Lawmakers have increasingly criticized administration officials' ignoring requests to be briefed about the classified documents.

Warner and other lawmakers have been asking to see which documents were found, a request that has been stonewalled.

"We have a constitutional responsibility to see those documents — the classified ones — make a judgment whether the intelligence community did appropriate protection, and if those documents were to fall into the wrong hands, what kind of mitigation we could take," Warner said. "And I am done with the lack of willingness for the administration to address this."

He added, "Their position does not pass the smell test."

Asked about Warner's remarks, White House press secretary Karine Jean-Pierre said at Wednesday's briefing that "we’re going to have disagreements with — you know, with elected officials that we work with, with our partners and friends. That happens all the time."

Before his comments Wednesday, Warner spoke with Lisa Monaco, a deputy attorney general, his office confirmed.

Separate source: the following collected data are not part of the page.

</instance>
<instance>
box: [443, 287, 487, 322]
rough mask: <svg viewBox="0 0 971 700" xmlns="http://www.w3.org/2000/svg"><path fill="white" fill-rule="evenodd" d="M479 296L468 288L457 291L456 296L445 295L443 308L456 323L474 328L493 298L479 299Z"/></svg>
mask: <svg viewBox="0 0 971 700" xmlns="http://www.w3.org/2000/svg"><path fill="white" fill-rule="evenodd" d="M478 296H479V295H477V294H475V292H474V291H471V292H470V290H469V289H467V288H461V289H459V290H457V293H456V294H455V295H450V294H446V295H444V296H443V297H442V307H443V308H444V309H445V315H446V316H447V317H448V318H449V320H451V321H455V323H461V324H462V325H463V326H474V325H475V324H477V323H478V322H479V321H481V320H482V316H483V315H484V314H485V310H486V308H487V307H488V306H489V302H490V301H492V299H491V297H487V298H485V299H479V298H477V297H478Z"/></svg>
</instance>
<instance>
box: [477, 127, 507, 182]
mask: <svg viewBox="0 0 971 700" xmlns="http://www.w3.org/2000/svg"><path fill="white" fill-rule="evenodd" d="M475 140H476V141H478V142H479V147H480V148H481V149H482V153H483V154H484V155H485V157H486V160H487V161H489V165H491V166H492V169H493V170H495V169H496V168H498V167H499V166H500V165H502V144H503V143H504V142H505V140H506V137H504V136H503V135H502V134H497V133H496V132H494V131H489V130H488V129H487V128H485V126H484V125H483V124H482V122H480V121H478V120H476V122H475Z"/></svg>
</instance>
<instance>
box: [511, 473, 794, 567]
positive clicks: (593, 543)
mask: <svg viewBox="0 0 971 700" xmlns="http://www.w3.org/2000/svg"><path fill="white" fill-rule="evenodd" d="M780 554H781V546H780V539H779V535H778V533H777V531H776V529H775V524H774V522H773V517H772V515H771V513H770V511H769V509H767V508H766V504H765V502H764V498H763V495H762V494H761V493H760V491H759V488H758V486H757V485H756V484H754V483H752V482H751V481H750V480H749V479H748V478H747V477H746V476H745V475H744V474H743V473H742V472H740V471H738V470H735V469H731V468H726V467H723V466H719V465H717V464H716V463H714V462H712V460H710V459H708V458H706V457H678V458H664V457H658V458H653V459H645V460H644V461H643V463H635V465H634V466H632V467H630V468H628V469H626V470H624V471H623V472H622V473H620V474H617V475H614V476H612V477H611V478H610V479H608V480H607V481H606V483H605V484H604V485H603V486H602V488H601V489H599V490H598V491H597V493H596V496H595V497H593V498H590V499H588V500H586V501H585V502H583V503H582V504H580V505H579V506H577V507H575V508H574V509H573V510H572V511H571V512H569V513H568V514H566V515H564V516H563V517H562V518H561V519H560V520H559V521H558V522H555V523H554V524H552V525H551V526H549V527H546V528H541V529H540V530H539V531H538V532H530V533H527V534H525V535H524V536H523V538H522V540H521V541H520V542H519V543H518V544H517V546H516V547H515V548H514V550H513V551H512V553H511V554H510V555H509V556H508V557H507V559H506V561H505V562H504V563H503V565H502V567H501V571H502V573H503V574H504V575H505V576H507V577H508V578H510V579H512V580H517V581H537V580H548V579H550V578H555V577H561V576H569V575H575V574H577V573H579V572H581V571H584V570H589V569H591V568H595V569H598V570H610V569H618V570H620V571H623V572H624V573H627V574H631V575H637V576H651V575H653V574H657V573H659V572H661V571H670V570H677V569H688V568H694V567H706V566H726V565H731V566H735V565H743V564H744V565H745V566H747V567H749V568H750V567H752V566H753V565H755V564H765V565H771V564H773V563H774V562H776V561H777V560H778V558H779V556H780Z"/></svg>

It described the conversation as "frank but candid." The source in his office added that changes from their talk were expected.

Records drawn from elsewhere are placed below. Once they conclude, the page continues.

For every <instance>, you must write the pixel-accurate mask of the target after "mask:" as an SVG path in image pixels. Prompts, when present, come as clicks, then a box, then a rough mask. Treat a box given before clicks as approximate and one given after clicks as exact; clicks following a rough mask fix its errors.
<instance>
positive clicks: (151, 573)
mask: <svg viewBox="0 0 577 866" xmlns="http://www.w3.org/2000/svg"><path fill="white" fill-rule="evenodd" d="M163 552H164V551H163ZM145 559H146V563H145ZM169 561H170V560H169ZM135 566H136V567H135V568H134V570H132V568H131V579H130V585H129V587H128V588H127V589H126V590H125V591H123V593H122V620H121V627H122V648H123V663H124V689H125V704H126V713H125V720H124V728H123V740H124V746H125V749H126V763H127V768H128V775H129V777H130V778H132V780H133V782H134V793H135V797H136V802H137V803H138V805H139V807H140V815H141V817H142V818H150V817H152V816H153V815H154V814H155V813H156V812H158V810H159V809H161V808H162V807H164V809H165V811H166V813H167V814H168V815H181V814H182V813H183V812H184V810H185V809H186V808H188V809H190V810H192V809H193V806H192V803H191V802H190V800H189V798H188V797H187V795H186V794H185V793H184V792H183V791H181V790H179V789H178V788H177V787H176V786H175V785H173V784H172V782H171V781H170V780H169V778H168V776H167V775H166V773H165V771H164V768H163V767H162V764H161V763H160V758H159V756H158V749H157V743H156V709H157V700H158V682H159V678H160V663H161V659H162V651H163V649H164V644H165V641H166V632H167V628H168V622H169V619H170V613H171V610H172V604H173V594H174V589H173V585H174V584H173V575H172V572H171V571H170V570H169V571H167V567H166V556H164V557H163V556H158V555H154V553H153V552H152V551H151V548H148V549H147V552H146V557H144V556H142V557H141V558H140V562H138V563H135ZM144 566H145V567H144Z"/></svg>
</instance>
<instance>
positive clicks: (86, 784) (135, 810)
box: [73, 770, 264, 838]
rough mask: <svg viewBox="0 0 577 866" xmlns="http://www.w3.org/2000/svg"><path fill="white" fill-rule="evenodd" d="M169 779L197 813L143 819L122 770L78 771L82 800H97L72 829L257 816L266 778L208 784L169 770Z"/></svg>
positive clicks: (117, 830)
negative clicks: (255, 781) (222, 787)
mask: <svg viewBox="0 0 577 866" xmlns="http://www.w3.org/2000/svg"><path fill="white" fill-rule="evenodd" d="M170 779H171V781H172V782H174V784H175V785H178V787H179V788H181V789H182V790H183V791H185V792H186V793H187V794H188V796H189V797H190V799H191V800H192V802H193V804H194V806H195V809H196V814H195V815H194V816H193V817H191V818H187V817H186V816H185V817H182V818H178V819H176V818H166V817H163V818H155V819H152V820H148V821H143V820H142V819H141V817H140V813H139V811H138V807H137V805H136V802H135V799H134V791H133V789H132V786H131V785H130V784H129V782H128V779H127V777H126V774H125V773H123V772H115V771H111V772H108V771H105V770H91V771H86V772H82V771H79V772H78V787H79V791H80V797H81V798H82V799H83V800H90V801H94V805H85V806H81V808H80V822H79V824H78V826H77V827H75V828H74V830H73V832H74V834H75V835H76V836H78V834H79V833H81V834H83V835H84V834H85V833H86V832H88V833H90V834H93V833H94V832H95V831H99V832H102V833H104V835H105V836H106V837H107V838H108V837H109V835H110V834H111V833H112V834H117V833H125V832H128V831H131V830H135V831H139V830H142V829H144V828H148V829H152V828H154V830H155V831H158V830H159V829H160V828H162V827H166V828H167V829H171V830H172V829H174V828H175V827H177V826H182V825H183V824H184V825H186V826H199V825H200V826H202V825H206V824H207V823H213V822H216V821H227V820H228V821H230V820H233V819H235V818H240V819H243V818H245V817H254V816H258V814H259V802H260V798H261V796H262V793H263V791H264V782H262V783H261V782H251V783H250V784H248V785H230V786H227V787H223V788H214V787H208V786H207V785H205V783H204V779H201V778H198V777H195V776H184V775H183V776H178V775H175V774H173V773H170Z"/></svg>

Hundreds of pages of documents with classified markings were recovered from Mar-a-Lago, former President Donald Trump's Florida home and private club in Palm Beach, Florida. Trump had refused to turn the documents over in response to a subpoena.

Months later, a handful of documents were found at an office President Joe Biden used before he was elected. Subsequent searches of his residences produced additional documents. Biden has complied with federal officials' requests to search for those documents.

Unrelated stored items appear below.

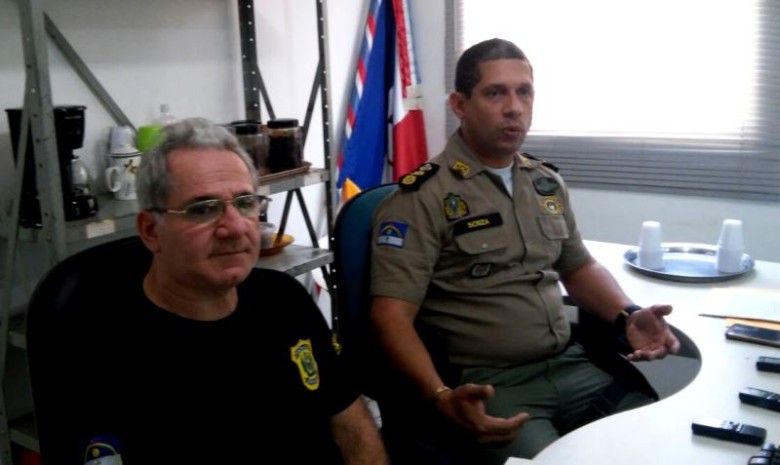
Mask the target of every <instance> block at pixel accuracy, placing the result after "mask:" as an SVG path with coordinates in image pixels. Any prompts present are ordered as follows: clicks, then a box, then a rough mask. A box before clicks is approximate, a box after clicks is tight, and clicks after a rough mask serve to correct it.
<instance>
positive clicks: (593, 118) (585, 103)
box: [462, 0, 758, 139]
mask: <svg viewBox="0 0 780 465" xmlns="http://www.w3.org/2000/svg"><path fill="white" fill-rule="evenodd" d="M462 3H463V10H462V12H463V16H462V18H463V23H462V28H463V29H462V33H463V47H464V48H466V47H468V46H470V45H472V44H474V43H476V42H479V41H481V40H484V39H489V38H492V37H501V38H505V39H509V40H512V41H513V42H515V43H516V44H517V45H518V46H520V47H521V48H522V49H523V50H524V51H525V52H526V54H527V55H528V57H529V59H530V61H531V63H532V65H533V67H534V74H535V83H536V103H535V110H534V123H533V127H532V134H534V133H535V134H540V135H548V134H549V135H556V134H557V135H563V134H566V135H597V136H602V135H604V136H618V137H621V136H637V135H640V136H642V137H684V138H707V139H722V138H739V137H740V136H741V134H742V130H743V128H744V126H745V124H748V122H750V121H752V119H753V117H754V113H755V111H756V108H755V102H756V98H755V92H756V76H755V72H756V70H757V69H758V68H757V65H756V59H757V49H758V40H757V37H758V33H757V28H758V24H757V18H756V17H755V13H754V12H755V11H756V10H755V8H754V7H753V6H752V5H753V4H754V3H755V1H752V0H751V1H748V0H654V1H625V0H590V1H586V2H584V1H577V0H462ZM746 4H750V5H751V6H746Z"/></svg>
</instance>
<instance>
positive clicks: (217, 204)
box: [149, 194, 271, 223]
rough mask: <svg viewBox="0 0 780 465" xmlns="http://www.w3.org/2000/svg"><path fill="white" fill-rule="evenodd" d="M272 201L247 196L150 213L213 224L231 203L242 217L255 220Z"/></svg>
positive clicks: (208, 201) (247, 194)
mask: <svg viewBox="0 0 780 465" xmlns="http://www.w3.org/2000/svg"><path fill="white" fill-rule="evenodd" d="M270 200H271V198H270V197H266V196H264V195H254V194H246V195H239V196H238V197H236V198H234V199H228V200H221V199H210V200H201V201H199V202H194V203H191V204H189V205H187V206H186V207H184V209H182V210H172V209H166V208H159V207H154V208H150V209H149V211H153V212H155V213H160V214H165V213H173V214H176V215H181V217H182V218H183V219H185V220H186V221H191V222H193V223H211V222H212V221H216V220H218V219H219V218H221V217H222V215H223V214H224V213H225V208H227V206H226V205H227V204H229V203H230V204H233V206H234V207H235V208H236V210H238V213H239V214H240V215H241V216H243V217H245V218H254V217H257V216H258V215H259V214H260V209H261V208H262V207H263V206H265V205H267V204H268V201H270Z"/></svg>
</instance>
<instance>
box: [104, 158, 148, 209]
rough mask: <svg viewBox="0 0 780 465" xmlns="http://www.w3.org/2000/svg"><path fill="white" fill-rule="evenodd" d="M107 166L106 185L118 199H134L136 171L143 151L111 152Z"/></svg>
mask: <svg viewBox="0 0 780 465" xmlns="http://www.w3.org/2000/svg"><path fill="white" fill-rule="evenodd" d="M109 160H110V166H109V167H108V168H106V187H107V188H108V190H110V191H111V192H113V193H114V198H115V199H117V200H134V199H135V198H136V195H135V173H136V171H137V170H138V165H139V164H140V163H141V152H132V153H110V154H109Z"/></svg>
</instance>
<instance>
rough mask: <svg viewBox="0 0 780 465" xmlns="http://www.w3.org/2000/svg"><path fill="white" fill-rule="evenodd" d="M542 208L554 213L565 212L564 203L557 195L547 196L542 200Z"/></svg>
mask: <svg viewBox="0 0 780 465" xmlns="http://www.w3.org/2000/svg"><path fill="white" fill-rule="evenodd" d="M540 204H541V206H542V210H544V211H546V212H547V213H550V214H553V215H559V214H561V213H563V204H562V203H561V201H560V200H559V199H558V198H557V197H545V198H543V199H542V201H541V202H540Z"/></svg>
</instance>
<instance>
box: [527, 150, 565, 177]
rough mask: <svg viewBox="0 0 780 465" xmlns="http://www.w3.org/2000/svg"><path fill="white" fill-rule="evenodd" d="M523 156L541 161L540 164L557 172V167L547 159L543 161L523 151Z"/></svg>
mask: <svg viewBox="0 0 780 465" xmlns="http://www.w3.org/2000/svg"><path fill="white" fill-rule="evenodd" d="M523 156H524V157H526V158H530V159H531V160H536V161H539V162H542V165H544V166H546V167H548V168H550V169H551V170H553V171H555V172H556V173H557V172H558V167H557V166H555V165H553V164H552V163H550V162H549V161H544V160H542V159H541V158H536V157H535V156H533V155H529V154H527V153H523Z"/></svg>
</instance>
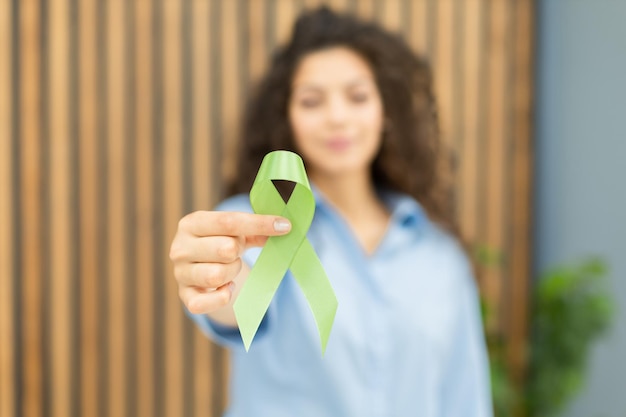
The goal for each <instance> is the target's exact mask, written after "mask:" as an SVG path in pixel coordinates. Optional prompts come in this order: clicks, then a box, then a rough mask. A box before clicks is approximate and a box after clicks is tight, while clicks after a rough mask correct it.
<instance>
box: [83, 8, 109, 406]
mask: <svg viewBox="0 0 626 417" xmlns="http://www.w3.org/2000/svg"><path fill="white" fill-rule="evenodd" d="M79 9H80V12H79V19H80V20H79V34H80V35H79V38H80V39H79V56H80V58H79V63H78V65H79V83H80V84H79V94H80V96H79V100H80V107H79V109H78V112H79V131H80V158H79V181H80V186H79V194H80V201H79V208H80V226H79V227H80V235H79V238H80V242H81V252H80V254H81V256H80V280H81V286H80V288H81V292H80V318H81V327H80V334H81V340H80V343H81V356H80V357H81V363H80V371H81V373H80V386H81V393H82V395H81V398H80V415H83V416H96V415H97V414H98V409H99V405H100V396H99V395H98V393H99V385H98V377H97V370H98V364H99V362H100V355H101V354H102V351H101V349H100V346H99V343H98V327H99V316H98V306H99V303H100V295H99V294H98V291H97V289H98V281H99V280H100V279H104V277H103V276H102V274H101V272H100V271H98V255H99V252H100V251H99V249H100V243H99V241H100V239H98V236H97V234H98V221H99V216H98V212H99V210H98V207H99V205H100V201H99V199H98V166H99V164H100V163H101V155H98V143H97V139H98V133H97V128H98V126H97V123H98V116H97V114H98V97H97V95H96V92H97V78H96V74H97V70H96V59H97V57H96V45H97V43H96V18H97V14H96V0H82V2H81V4H80V8H79Z"/></svg>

In addition, a handful of records were found at the home of former Vice President Mike Pence, who also complied with a request to search after the Biden and Trump documents were discovered.

Warner, who said his demands are not partisan, suggested he could issue a subpoena to obtain the information.

"You know, if this was the Trump administration — and this is not a Democrat, Republican thing — every Democratic member of the intelligence community is outraged by this non-supportable position of the administration," Warner said. "I’m joining with my Republican colleagues and my colleagues, Democrat and Republican, in the House. This position cannot stand, and their dragging their feet is outrageous. We’ve got a job to do. And if we can’t get it through a negotiation process with them, we will use other tools."

A special counsel is investigating the documents found at Trump's home, in addition to his role in the Jan. 6, 2021, attack on the U.S. Capitol and efforts to overturn the 2020 election. A separate special counsel is investigating the documents found in Biden's possession.

Attorney General Merrick Garland said at a Senate hearing Tuesday that his office is working to make the information available to lawmakers.

"We do have to balance the concerns of ongoing criminal investigations, but we also well recognize the oversight responsibilities and obligations of the committee, and we intend to work out an arrangement that will accommodate those interests," Garland said. "We’ve been working with the Office of the Director of National Intelligence towards that. And we’ve been making quite a bit of progress recently. And we expect to make further progress.”